Institute of Electrical Engineering, Chinese Academy of Sciences, Beijing, 100190, China.
Appl Microbiol Biotechnol. 2011 Apr;90(1):269-75. doi: 10.1007/s00253-010-3017-1. Epub 2010 Dec 7.
Magnetotactic bacteria (MTB) can rapidly relocate to optimal habitats by magneto-aerotaxis. Little is known about MTB phototaxis, a response that might also aid navigation. In this study, we analyzed the relationship between phototaxis and magnetotaxis in Magnetospirillum magneticum strain AMB-1. Magnotactic AMB-1 cells migrated toward light, and migration increased with higher light intensity. This response was independent of wavelength, as AMB-1 cells migrated equally toward light from 400 to 750 nm. When AMB-1 cells were exposed to zero magnetic fields or to 0.2 mT magnetic fields that were opposite or orthogonal to the light beam, cells still migrated toward the light, indicating that phototaxis was independent of magnetotaxis. The R(mag) value and coercive force (H(c)) of AMB-1 increased when the bacteria were illuminated for 20 h, consistent with an increase in magnetosome synthesis or in magnetosome-containing cells. These results demonstrated that the M. magneticum AMB-1 responded to light as well as other environmental factors. To our knowledge, this is the first report of phototactic behavior in the bacteria of Magnetospirillum.

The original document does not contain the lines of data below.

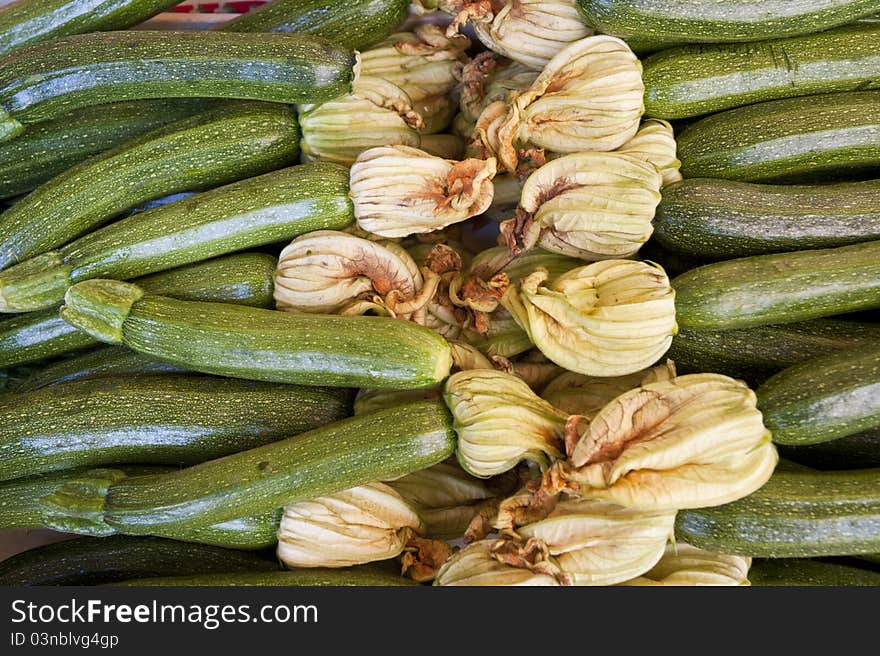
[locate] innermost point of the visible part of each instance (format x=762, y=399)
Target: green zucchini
x=804, y=139
x=695, y=80
x=377, y=446
x=29, y=21
x=169, y=419
x=93, y=561
x=710, y=21
x=755, y=354
x=354, y=24
x=52, y=147
x=824, y=398
x=779, y=288
x=723, y=219
x=234, y=141
x=241, y=278
x=794, y=515
x=39, y=82
x=805, y=571
x=269, y=208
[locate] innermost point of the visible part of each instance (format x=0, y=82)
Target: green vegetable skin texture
x=377, y=446
x=267, y=209
x=50, y=148
x=355, y=24
x=824, y=398
x=29, y=21
x=694, y=80
x=241, y=278
x=779, y=288
x=94, y=561
x=41, y=81
x=233, y=141
x=805, y=139
x=710, y=21
x=794, y=515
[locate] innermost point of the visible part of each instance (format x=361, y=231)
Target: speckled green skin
x=42, y=81
x=755, y=354
x=231, y=142
x=377, y=446
x=242, y=278
x=804, y=139
x=694, y=80
x=95, y=561
x=824, y=398
x=722, y=219
x=52, y=147
x=803, y=572
x=711, y=21
x=779, y=288
x=355, y=24
x=794, y=515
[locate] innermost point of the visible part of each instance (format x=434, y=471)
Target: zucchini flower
x=655, y=143
x=500, y=421
x=592, y=206
x=608, y=318
x=683, y=564
x=399, y=191
x=690, y=442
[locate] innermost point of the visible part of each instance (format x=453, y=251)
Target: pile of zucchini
x=407, y=293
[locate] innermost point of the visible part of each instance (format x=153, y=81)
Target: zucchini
x=30, y=21
x=755, y=354
x=242, y=278
x=52, y=147
x=233, y=141
x=695, y=80
x=794, y=515
x=779, y=288
x=824, y=398
x=169, y=419
x=723, y=219
x=243, y=342
x=805, y=571
x=804, y=139
x=354, y=24
x=377, y=446
x=39, y=82
x=710, y=21
x=269, y=208
x=93, y=561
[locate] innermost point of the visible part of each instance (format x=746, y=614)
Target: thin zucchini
x=824, y=398
x=231, y=142
x=723, y=219
x=779, y=288
x=40, y=82
x=269, y=208
x=695, y=80
x=794, y=515
x=819, y=138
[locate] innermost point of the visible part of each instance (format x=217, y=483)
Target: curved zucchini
x=824, y=398
x=804, y=139
x=93, y=561
x=779, y=288
x=695, y=80
x=723, y=219
x=710, y=21
x=233, y=141
x=41, y=81
x=794, y=515
x=241, y=278
x=353, y=24
x=269, y=208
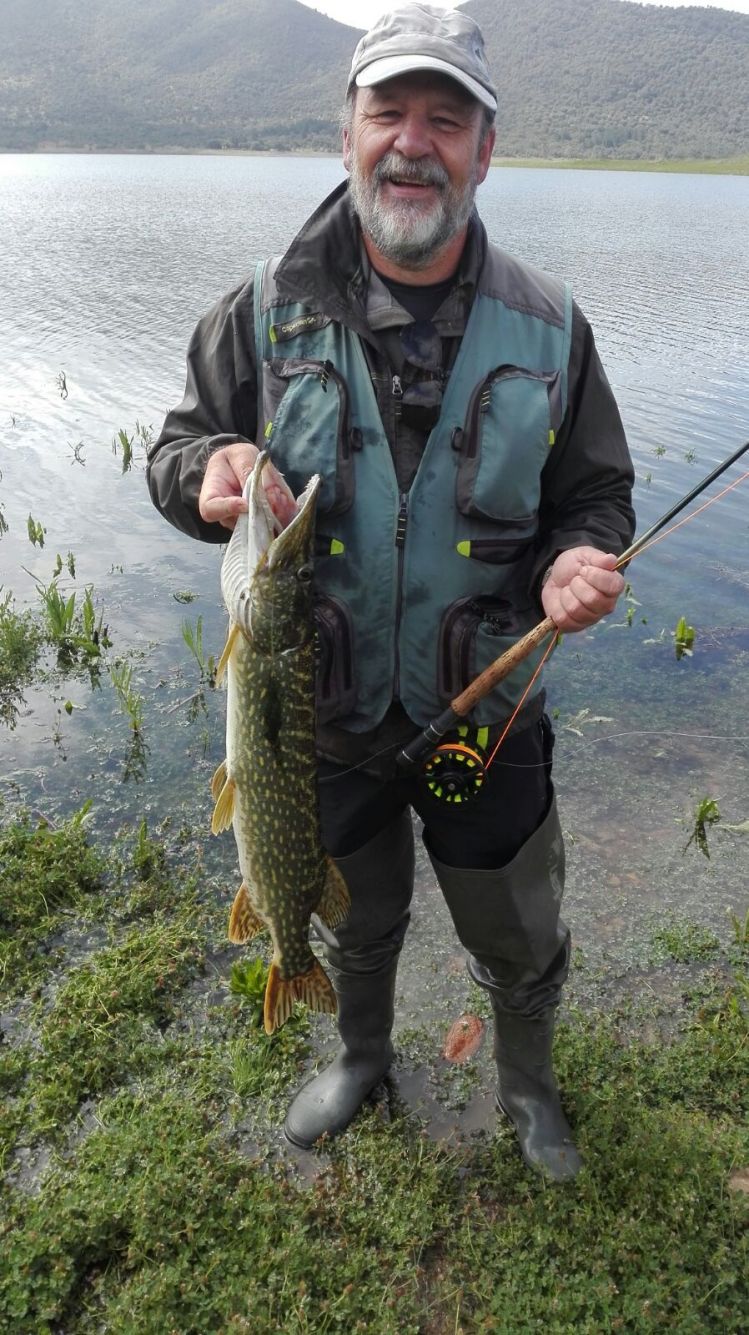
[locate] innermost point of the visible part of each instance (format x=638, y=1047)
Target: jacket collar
x=323, y=264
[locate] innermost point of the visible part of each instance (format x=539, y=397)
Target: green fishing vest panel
x=418, y=593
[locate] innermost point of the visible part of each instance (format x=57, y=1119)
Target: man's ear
x=485, y=155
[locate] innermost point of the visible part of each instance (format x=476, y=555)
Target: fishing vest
x=419, y=592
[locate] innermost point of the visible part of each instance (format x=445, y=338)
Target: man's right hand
x=226, y=473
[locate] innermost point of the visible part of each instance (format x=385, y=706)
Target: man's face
x=415, y=151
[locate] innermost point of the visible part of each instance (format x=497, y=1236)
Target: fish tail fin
x=313, y=988
x=244, y=921
x=218, y=780
x=335, y=900
x=223, y=811
x=281, y=995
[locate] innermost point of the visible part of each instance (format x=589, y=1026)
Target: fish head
x=281, y=586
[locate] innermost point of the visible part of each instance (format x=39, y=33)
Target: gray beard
x=407, y=232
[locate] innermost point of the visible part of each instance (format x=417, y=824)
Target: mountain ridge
x=576, y=78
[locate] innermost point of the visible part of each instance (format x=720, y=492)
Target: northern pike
x=267, y=785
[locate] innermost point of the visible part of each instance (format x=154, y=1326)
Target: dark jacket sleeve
x=586, y=482
x=219, y=406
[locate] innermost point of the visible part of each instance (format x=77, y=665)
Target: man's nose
x=414, y=139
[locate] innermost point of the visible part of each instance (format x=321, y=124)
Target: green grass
x=44, y=875
x=170, y=1204
x=20, y=645
x=701, y=166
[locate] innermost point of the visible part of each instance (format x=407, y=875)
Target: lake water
x=106, y=263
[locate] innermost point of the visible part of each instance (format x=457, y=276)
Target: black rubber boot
x=528, y=1094
x=331, y=1100
x=362, y=957
x=509, y=920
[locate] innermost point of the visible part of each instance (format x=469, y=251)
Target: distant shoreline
x=688, y=166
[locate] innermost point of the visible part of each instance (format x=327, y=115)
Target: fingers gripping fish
x=267, y=785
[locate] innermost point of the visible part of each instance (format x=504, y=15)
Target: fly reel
x=455, y=772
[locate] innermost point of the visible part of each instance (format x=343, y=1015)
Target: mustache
x=418, y=171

趋磁细菌 (MTB) 可以通过磁趋化性和趋化性迅速迁移到最佳栖息地。关于 MTB 的趋光性知之甚少,这种反应也可能有助于导航。在这项研究中,我们分析了趋磁螺旋菌菌株 AMB-1 中趋光性和趋磁性之间的关系。趋磁 AMB-1 细胞向光迁移,迁移随着光强度的增加而增加。这种反应与波长无关,因为 AMB-1 细胞对 400 到 750nm 的光的迁移率相同。当 AMB-1 细胞暴露于零磁场或与光束相反或正交的 0.2mT 磁场中时,细胞仍然向光迁移,表明趋光性独立于趋磁性。当细菌被照射 20 小时时,AMB-1 的 R(mag) 值和矫顽力 (H(c)) 增加,这与磁小体合成或含有磁小体的细胞增加一致。这些结果表明,M. magneticum AMB-1 对光以及其他环境因素有反应。据我们所知,这是首次报道趋磁螺旋菌的趋光行为。